La région de Valence lance par exemple un plan d’économies de médicaments de 300 millions d’euros. Il prévoit la révision de leur prescription pour les 160 000 patients chroniques les plus polymédiqués et, surtout, un nouvel « algorithme de décision thérapeutique corporatif ». Cette application interactive, qui fait grand bruit, facilitera la sélection automatique du médicament au meilleur rapport coût-efficacité pour les six pathologies ayant le plus d’impact sur le budget. Le médecin traitant pourra passer outre le « verdict » de l’algorithme, mais moyennant une argumentation détaillée. « Cette mesure est d’autant plus inquiétante qu’elle va à l’encontre de la loi de garanties et d’usage rationnel du médicament, qui définit des normes de protection nationales », estime Fernando Redondo.

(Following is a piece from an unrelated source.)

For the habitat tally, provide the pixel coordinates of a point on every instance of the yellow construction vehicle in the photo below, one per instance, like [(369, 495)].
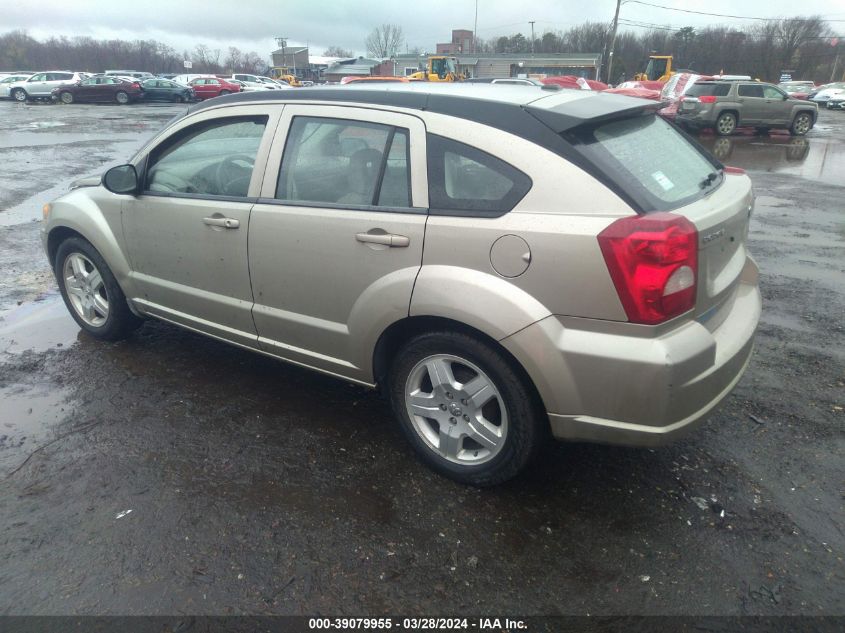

S’ajoutant aux incontestables dérives du système national de santé (on comptait en 2009 plus de 700 000 « touristes sanitaires » en Espagne), les conflits de compétences entre le gouvernement central et les Communautés Autonomes n’arrangent rien. Responsables des budgets de santé, les Communautés sont endettées jusqu’au cou alors que Madrid peine à coordonner le système en raison des divergences d’orientations politiques d’une région à l’autre. En Catalogne, la Generalitat (gouvernement régional de la Communauté autonome) doit 305 millions d’euros en remboursements de médicaments aux pharmacies, une dette par officine supérieure à 95 000 euros ! Aux cris de « tes médicaments sont en danger », plus de 2 000 pharmaciens ont envahi le 21 mars dernier le centre de Barcelone. Des protestations du même ordre ont déjà eu lieu dans d’autres Communautés, comme à Valence. « Nous sommes en train de mobiliser des europarlementaires sur la question de la dette, car la solution dépend de l’Union européenne », explique Jordi de Dalmases, le président du Collège des pharmaciens de Barcelone.

Un modèle européen en crise

En effet, Madrid doit lancer en juin, sous la supervision de Bruxelles, la seconde phase d’un « plan de proveedores », plan pour les fournisseurs, pour régler les dettes des administrations. « Participer à ce plan permettrait aux pharmacies d’être remboursés à 60 jours contre 120 aujourd’hui », assure Jordi de Dalmases. « La situation est si critique que les fermetures d’officines devraient être beaucoup plus nombreuses ; nous tenons parce que les pharmaciens prennent sur eux, quitte à engager leur patrimoine », insiste Fernando Redondo. Avec son projet de libéralisation, le gouvernement paraît très éloigné des préoccupations du secteur et le modèle pharmaceutique espagnol, basé sur la proximité et sur la complémentarité avec les autres services de santé, est incontestablement dans l’œil du cyclone.

Pourtant, à Barcelone, Jordi de Dalmases analyse la situation avec calme : « ce qui nous arrive n’est pas entièrement spécifique à l’Espagne ; partout en Europe, l’officine a besoin d’un nouveau modèle de rétribution, moins lié à la marge du médicament, plus centré sur une meilleure intégration au système de santé par le biais des services et qui fasse jouer à plein notre effet de réseau ». La Catalogne est à la pointe dans cette démarche, puisque les pharmaciens participent déjà à la détection du VIH ou du cancer du côlon et rendront publics en juin un nouveau projet destiné à accroître leur poids dans le suivi des malades chroniques. Le système d’ordonnances électroniques en vigueur depuis quelques années est par ailleurs contrôlé par le Collège des pharmaciens, un élément favorable en vue de nouvelles diversifications. Car il est certain que les professionnels espagnols se battront becs et ongles pour ne pas laisser enterrer leur modèle.

Des pétitions pour faire pression

Divers moyens sont mis en œuvre pour alléger le poids de la dette des pharmacies catalanes. Ces dernières semaines, les pharmaciens ont apposé des affiches et diffusé des flyers, demandé aux patients et aux clients des officines de signer une pétition. L’objectif ? Faire pression sur le gouvernement régional afin qu’il accélère le remboursement des quelque 305 millions d’euros de médicaments qu’il doit aux pharmacies.